What is piling up is increasing evidence that smearing families fighting for justice is not confined to the Lawrence case.
It has now emerged that a number of grieving families were targeted by the spies of Britain’s undercover police force.
These families include those of Jean Charles de Menezes, the young Brazilian shot seven times in the head while sitting on a stationary tube train by police who ‘mistook’ him for a terrorist, along with the families of Cherry Groce – shot and paralysed by police in a bungled raid on her home in 1985, and those of Ricky Reel a 20-year-old student found dead in the river Thames after a run in with a group of racists, a death that the police have dismissed as accidental but which his family have been campaigning for them to re-open.
According to a Channel 4 News report, 12 families in all have been contacted by the police to say they appear in reports and notes and to discuss with them the ‘inappropriate surveillance’ they were subjected to.
All this talk that the police were only guilty of inappropriate behaviour and amassing and keeping information on groups and families fighting for justice begs the question what exactly were these undercover spies doing in the first place if not to smear and discredit them.
By challenging the police and the courts these families became ‘enemies of the state’ and fair game for all the smears and dirty tricks aimed at protecting the police.
If this is the treatment dished out to them it does not take a great leap of imagination to see what the capitalist state has in store for its real enemy, the working class and its trade unions.
Earlier this month, in just three days, the Tory-led coalition in alliance with the Labour Party rushed through the House of Commons and Lords the Data Retention and Investigatory Powers Bill, an emergency law that permits them to carry on spying on every telephone and internet communication made by everyone in the UK.

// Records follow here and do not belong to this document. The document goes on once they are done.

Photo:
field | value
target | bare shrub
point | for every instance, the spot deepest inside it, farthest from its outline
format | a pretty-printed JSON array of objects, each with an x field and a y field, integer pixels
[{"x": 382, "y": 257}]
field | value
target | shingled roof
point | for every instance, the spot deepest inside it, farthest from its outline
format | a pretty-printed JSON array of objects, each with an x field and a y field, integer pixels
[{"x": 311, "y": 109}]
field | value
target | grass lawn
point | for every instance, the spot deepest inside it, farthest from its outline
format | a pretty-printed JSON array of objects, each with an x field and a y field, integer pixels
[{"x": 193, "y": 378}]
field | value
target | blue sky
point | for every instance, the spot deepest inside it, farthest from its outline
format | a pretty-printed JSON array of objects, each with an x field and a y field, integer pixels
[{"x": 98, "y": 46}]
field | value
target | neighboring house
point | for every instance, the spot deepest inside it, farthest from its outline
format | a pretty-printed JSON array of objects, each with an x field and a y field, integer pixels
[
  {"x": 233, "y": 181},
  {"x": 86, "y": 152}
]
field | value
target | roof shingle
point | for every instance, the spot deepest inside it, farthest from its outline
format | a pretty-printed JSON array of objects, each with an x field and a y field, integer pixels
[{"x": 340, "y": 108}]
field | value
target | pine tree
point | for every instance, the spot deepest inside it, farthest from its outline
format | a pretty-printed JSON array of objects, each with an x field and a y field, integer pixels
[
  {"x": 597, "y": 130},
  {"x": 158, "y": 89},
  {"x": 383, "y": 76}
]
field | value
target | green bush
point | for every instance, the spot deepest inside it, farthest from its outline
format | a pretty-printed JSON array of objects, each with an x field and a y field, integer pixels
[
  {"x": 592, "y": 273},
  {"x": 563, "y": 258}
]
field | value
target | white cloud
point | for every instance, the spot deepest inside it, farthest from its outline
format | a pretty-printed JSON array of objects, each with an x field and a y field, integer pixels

At the same time that the Tories are boasting that they will make strikes illegal, bankrupt British capitalism is gearing the state up at all levels to meet the threat posed by millions of workers who will not accept that they must pay the price of the economic crisis of capitalism.
All these revelations about police spies, along with the laws giving free rein to the spooks carrying out mass surveillance on every person in the country and the stated intention to make strikes illegal, show the true nature of the capitalist state.
As the acute crisis of capitalism intensifies the class struggle, the facade of a ‘democratic’ state is being ripped away, as the capitalist class prepares for all-out war to impose the entire burden of the crisis on the backs of workers.
The answer to this threat is to build up the revolutionary leadership of the working class through leading the campaign for the TUC trade unions to call a general strike to bring down the government and go forward to a workers government and socialism via the smashing up of the entire capitalist state apparatus!